Networker

Re: [Networker] NSR 75SP3 : Stable for prod ?

2010-08-30 09:11:04
Subject: Re: [Networker] NSR 75SP3 : Stable for prod ?
From: "STANLEY R. HORWITZ" <stan AT TEMPLE DOT EDU>
To: NETWORKER AT LISTSERV.TEMPLE DOT EDU
Date: Mon, 30 Aug 2010 09:09:02 -0400
Frank,

Considering the many NetWorker server configurations out in the field, 
expecting EMC's software testing to uncover every possible issue on every 
platform with every OS version and every hardware driver is unrealistic. I 
suspect that EMC does is test the most common configurations in their software 
certification efforts, which gives rise to the potential for errors to occur on 
less common platforms. 

I too am one of the people who is having trouble with 7.5SP3 (on a Red Hat 
Linux AS 32-bit) running on a Dell 2950 with a Qualstar tape library that has 
four LTO-3 tape drives in it. I am running build 533 and the new savegrp 
binary, but I still find one core dump file per day in /nsr/cores/savegrp and 
my daily cron that runs "savegrp -O" continues to generate output like this …

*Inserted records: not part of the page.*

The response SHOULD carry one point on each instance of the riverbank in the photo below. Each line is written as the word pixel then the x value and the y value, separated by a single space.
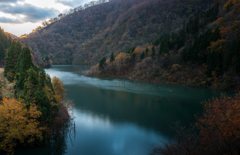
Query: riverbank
pixel 59 117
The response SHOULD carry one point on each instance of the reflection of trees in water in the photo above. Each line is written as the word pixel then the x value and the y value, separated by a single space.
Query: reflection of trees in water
pixel 60 135
pixel 79 69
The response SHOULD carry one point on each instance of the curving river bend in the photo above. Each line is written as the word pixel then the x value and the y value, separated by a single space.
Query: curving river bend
pixel 114 116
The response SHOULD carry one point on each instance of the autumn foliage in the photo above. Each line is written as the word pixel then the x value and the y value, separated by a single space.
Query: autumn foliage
pixel 58 88
pixel 220 125
pixel 18 124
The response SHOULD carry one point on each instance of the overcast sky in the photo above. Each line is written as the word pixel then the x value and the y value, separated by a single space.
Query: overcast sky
pixel 22 16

4690:savegrp: puss-index-backup waiting for 113 job(s) to complete
4690:savegrp: puss-index-backup waiting for 81 job(s) to complete
4690:savegrp: puss-index-backup waiting for 74 job(s) to complete
4690:savegrp: puss-index-backup waiting for 1 job(s) to complete
*** glibc detected *** corrupted double-linked list: 0x0984ff60 ***
/bin/sh: line 1: 13098 Aborted                 /usr/sbin/savegrp -O -l full -G 
puss-index-backup

I tried the suggestion of running a trace on savegrp, but I had no clue of what 
I was looking at in the output. I am wondering if anyone else with 7.5SP3 is 
getting savegrp core dumps. In case you don't know, NetWorker stashes core dump 
files in /nsr/cores. If your NetWorker server is generating savegrp core files 
and you haven't opened a case with EMC about it, please consider doing so. The 
more core dump files EMC has, the more likely they can uncover the cause of the 
problem and fix it. What is also very confusing to me is that there seems to be 
no pattern for what time of day these core files are generated on my server.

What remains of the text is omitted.